Laisse moi tes bêtises

Par Brandy MAMBOUNDOU / 02 aoû 2022 / 0 commentaire(s)

 

Généralement les hommes ne s'attardent pas sur certains détails même quand ça saute aux yeux. C'est un petit tout qui les met très souvent en colère intempestive, disons plutôt soudaine ou relativement brutale, sans rancune, parce qu'il ne s'agit dans l'ensemble que des petits problèmes dont l'autorité naturelle des dominants n'hésite pas à réprimander simplement.

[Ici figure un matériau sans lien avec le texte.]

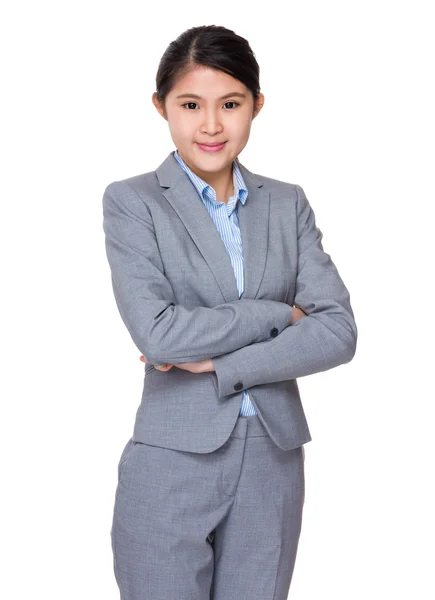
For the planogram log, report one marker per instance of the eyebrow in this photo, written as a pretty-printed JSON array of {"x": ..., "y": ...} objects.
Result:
[{"x": 231, "y": 95}]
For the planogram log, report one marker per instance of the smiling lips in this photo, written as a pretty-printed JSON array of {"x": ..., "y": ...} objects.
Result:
[{"x": 212, "y": 147}]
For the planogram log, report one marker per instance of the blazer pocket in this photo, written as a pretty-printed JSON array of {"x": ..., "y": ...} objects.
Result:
[{"x": 126, "y": 453}]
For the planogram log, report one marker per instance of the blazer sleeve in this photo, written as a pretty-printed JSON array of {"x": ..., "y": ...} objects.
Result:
[
  {"x": 164, "y": 331},
  {"x": 324, "y": 339}
]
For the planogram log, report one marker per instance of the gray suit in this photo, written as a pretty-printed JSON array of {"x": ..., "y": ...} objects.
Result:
[{"x": 176, "y": 291}]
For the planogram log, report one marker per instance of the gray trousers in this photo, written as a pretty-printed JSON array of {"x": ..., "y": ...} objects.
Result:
[{"x": 218, "y": 526}]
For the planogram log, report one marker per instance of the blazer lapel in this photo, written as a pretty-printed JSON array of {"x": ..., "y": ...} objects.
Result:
[{"x": 254, "y": 227}]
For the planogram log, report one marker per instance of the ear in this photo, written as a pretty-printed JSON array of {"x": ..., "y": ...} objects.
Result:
[{"x": 258, "y": 105}]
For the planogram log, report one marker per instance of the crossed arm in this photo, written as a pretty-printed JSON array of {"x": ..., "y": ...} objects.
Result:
[
  {"x": 324, "y": 338},
  {"x": 164, "y": 331}
]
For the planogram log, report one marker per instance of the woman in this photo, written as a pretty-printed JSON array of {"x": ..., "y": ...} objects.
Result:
[{"x": 211, "y": 484}]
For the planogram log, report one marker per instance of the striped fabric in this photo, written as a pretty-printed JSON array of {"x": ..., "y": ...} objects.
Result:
[{"x": 225, "y": 217}]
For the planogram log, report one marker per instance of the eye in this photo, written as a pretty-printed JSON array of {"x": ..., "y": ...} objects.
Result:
[
  {"x": 188, "y": 103},
  {"x": 195, "y": 104}
]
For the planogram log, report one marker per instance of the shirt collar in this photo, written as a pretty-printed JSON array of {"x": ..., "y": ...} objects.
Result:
[{"x": 240, "y": 188}]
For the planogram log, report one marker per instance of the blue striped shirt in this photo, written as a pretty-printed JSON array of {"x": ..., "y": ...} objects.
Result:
[{"x": 226, "y": 219}]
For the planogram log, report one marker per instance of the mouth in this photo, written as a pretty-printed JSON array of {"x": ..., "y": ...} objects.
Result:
[{"x": 213, "y": 147}]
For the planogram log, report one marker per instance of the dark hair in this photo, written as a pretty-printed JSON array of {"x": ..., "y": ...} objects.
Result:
[{"x": 210, "y": 46}]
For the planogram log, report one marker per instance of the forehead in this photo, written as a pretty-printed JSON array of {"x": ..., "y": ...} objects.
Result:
[{"x": 207, "y": 83}]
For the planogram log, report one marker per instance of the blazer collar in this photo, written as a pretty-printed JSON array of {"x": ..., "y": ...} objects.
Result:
[{"x": 253, "y": 219}]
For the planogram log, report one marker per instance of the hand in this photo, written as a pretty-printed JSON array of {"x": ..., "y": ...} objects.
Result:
[
  {"x": 297, "y": 313},
  {"x": 202, "y": 366}
]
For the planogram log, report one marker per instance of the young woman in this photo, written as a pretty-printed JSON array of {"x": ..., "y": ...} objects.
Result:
[{"x": 220, "y": 277}]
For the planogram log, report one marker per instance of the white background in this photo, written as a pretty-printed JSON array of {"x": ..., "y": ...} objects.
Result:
[{"x": 348, "y": 116}]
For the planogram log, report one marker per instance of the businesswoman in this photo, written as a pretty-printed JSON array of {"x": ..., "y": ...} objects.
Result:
[{"x": 221, "y": 279}]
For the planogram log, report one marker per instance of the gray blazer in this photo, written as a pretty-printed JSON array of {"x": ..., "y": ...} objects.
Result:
[{"x": 176, "y": 291}]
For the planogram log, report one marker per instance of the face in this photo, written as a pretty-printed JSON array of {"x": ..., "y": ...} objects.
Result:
[{"x": 205, "y": 106}]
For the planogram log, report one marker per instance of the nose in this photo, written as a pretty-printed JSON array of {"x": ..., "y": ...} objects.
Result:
[{"x": 212, "y": 123}]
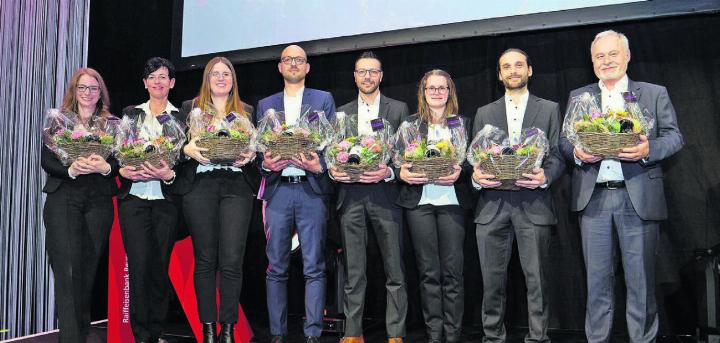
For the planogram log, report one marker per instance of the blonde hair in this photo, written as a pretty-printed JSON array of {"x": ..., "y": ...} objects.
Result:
[
  {"x": 204, "y": 98},
  {"x": 451, "y": 106},
  {"x": 70, "y": 99}
]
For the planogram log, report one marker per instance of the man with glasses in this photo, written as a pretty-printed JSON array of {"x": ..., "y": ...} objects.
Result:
[
  {"x": 371, "y": 201},
  {"x": 294, "y": 194},
  {"x": 621, "y": 201},
  {"x": 526, "y": 215}
]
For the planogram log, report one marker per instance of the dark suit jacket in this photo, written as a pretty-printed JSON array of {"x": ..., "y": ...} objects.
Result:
[
  {"x": 57, "y": 175},
  {"x": 186, "y": 174},
  {"x": 395, "y": 113},
  {"x": 138, "y": 115},
  {"x": 318, "y": 101},
  {"x": 410, "y": 195},
  {"x": 643, "y": 180},
  {"x": 537, "y": 204}
]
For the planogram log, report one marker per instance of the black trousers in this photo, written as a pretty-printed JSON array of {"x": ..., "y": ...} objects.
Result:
[
  {"x": 148, "y": 230},
  {"x": 77, "y": 222},
  {"x": 357, "y": 215},
  {"x": 438, "y": 235},
  {"x": 218, "y": 211}
]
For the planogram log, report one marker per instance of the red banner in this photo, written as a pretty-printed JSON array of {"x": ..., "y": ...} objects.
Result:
[{"x": 181, "y": 275}]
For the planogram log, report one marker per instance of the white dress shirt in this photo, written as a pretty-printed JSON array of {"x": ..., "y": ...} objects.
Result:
[
  {"x": 433, "y": 194},
  {"x": 150, "y": 129},
  {"x": 293, "y": 106},
  {"x": 611, "y": 170}
]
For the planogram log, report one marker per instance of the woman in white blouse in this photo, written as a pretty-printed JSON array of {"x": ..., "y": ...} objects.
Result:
[
  {"x": 436, "y": 213},
  {"x": 218, "y": 201},
  {"x": 147, "y": 210}
]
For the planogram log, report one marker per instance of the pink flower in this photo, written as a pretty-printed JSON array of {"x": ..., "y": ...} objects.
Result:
[
  {"x": 367, "y": 141},
  {"x": 344, "y": 145},
  {"x": 342, "y": 157}
]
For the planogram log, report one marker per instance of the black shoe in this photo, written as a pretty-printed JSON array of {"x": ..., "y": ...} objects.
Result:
[
  {"x": 226, "y": 333},
  {"x": 209, "y": 333}
]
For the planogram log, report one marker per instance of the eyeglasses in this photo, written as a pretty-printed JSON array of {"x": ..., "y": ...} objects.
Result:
[
  {"x": 299, "y": 60},
  {"x": 217, "y": 75},
  {"x": 363, "y": 72},
  {"x": 84, "y": 88},
  {"x": 440, "y": 90}
]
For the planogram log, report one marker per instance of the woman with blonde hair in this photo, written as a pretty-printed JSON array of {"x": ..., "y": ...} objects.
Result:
[
  {"x": 436, "y": 215},
  {"x": 218, "y": 201},
  {"x": 78, "y": 210}
]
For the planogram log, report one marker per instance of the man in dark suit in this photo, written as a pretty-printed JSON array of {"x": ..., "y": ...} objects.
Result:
[
  {"x": 526, "y": 215},
  {"x": 371, "y": 201},
  {"x": 295, "y": 195},
  {"x": 622, "y": 197}
]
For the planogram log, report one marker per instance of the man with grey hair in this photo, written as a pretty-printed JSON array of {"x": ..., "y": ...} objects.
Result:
[{"x": 622, "y": 196}]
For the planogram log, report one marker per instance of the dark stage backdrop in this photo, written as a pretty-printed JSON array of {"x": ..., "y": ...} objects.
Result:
[{"x": 680, "y": 53}]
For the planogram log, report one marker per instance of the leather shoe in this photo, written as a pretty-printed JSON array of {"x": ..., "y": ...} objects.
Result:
[
  {"x": 209, "y": 333},
  {"x": 226, "y": 333}
]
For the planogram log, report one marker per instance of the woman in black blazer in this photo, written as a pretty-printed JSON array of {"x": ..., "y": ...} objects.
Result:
[
  {"x": 147, "y": 210},
  {"x": 435, "y": 214},
  {"x": 218, "y": 201},
  {"x": 78, "y": 211}
]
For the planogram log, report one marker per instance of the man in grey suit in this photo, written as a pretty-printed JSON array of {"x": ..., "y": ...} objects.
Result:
[
  {"x": 371, "y": 201},
  {"x": 502, "y": 216},
  {"x": 622, "y": 197}
]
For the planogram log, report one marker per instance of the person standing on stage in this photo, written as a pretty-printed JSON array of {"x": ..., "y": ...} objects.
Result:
[
  {"x": 78, "y": 210},
  {"x": 218, "y": 205},
  {"x": 436, "y": 215},
  {"x": 371, "y": 201},
  {"x": 502, "y": 216},
  {"x": 622, "y": 198},
  {"x": 295, "y": 196},
  {"x": 148, "y": 211}
]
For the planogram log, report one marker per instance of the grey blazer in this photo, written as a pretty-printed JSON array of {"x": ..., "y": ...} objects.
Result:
[
  {"x": 538, "y": 206},
  {"x": 394, "y": 112},
  {"x": 643, "y": 179}
]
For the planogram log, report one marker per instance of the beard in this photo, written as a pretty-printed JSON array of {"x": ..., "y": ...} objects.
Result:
[{"x": 520, "y": 85}]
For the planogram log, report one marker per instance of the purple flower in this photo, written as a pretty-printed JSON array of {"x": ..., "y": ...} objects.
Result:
[{"x": 342, "y": 157}]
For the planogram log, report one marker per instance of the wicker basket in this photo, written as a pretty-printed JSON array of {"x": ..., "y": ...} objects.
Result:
[
  {"x": 354, "y": 171},
  {"x": 607, "y": 144},
  {"x": 433, "y": 167},
  {"x": 291, "y": 146},
  {"x": 508, "y": 169},
  {"x": 77, "y": 150},
  {"x": 153, "y": 157},
  {"x": 222, "y": 149}
]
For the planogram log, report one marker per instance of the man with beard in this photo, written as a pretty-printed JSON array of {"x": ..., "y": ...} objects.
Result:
[
  {"x": 295, "y": 193},
  {"x": 621, "y": 202},
  {"x": 371, "y": 201},
  {"x": 526, "y": 215}
]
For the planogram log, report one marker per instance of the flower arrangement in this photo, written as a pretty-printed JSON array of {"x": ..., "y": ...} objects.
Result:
[
  {"x": 70, "y": 138},
  {"x": 605, "y": 133}
]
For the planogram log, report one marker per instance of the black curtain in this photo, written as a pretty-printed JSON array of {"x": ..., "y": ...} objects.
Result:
[{"x": 680, "y": 53}]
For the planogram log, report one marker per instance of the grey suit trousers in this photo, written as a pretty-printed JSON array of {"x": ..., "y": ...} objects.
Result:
[
  {"x": 611, "y": 212},
  {"x": 386, "y": 221},
  {"x": 495, "y": 243}
]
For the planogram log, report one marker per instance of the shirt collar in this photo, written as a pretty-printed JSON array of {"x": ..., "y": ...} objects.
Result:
[
  {"x": 523, "y": 99},
  {"x": 621, "y": 86},
  {"x": 146, "y": 107}
]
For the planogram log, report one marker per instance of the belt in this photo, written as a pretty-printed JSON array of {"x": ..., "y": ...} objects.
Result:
[
  {"x": 610, "y": 184},
  {"x": 293, "y": 179}
]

Couverts de bons manteaux en sortant de l'hôtel, mon épouse et moi allions vers le marché de Dong Feng quand elle me fera remarquer que la route que nous traversions n'était plus la même que celle que nous avons traversée la veille à 21h en rentrant à l'hôtel. Je lui dis calmement et fermement : 
Arrête moi tes bêtises.
Et j'exprimai un dépit face à son insistance jusqu'à ce qu'elle me fit remarquer qu'il n'y avait plus de signalisation horizontale marquant le passage piétons. 
Je m'arrêtai un moment pour évacuer ce petit cas qui risquait de m'emballer l'esprit en début d'une longue journée.
Ooooh ! Fis-je voyant que la couche de bitume était toute neuve comme arrosée à l'huile.
Comment cela était-il  possible ? Voici le genre d'histoire qui pousse les sédentaires à dire facilement, à beau mentir qui vient de loin. 
Alors je voulus comprendre. 

La nuit suivante,  pas question de regarder les films à la télé sans son car ne comprenant pas un mot du chinois sauf le "hing hang" matinal des femmes de ménage. 
Depuis le 24ème étage, nous vîmes un attroupement se former autour des engins de chantier. On décida d'aller surplace dans le froid de la nuit, ce n'était pas loin de l'hôtel. On remarquera l'arrivée progressive des "ouvriers" avec ces gens on ne sait pas qui est qui, hommes et femmes chacun arrivait avec une pelle et se dirigeait d'abord dans une voiture où une soupe apparemment chaude était servie. 
On fit semblant de passer, mais je compris que c'était un chantier d'entretien routier sur une belle route dont la couche de bitume était décapée par un méchant engin quitte à me choquer. 
À la question de savoir à quoi ça tenait, le guide ivoirien me dira qu'ici, le goudron a une durée de vie au terme de laquelle il faut le remplacer. Et aussi, les travaux ont lieu la nuit pour éviter de perturber la circulation et par conséquent l'économie. 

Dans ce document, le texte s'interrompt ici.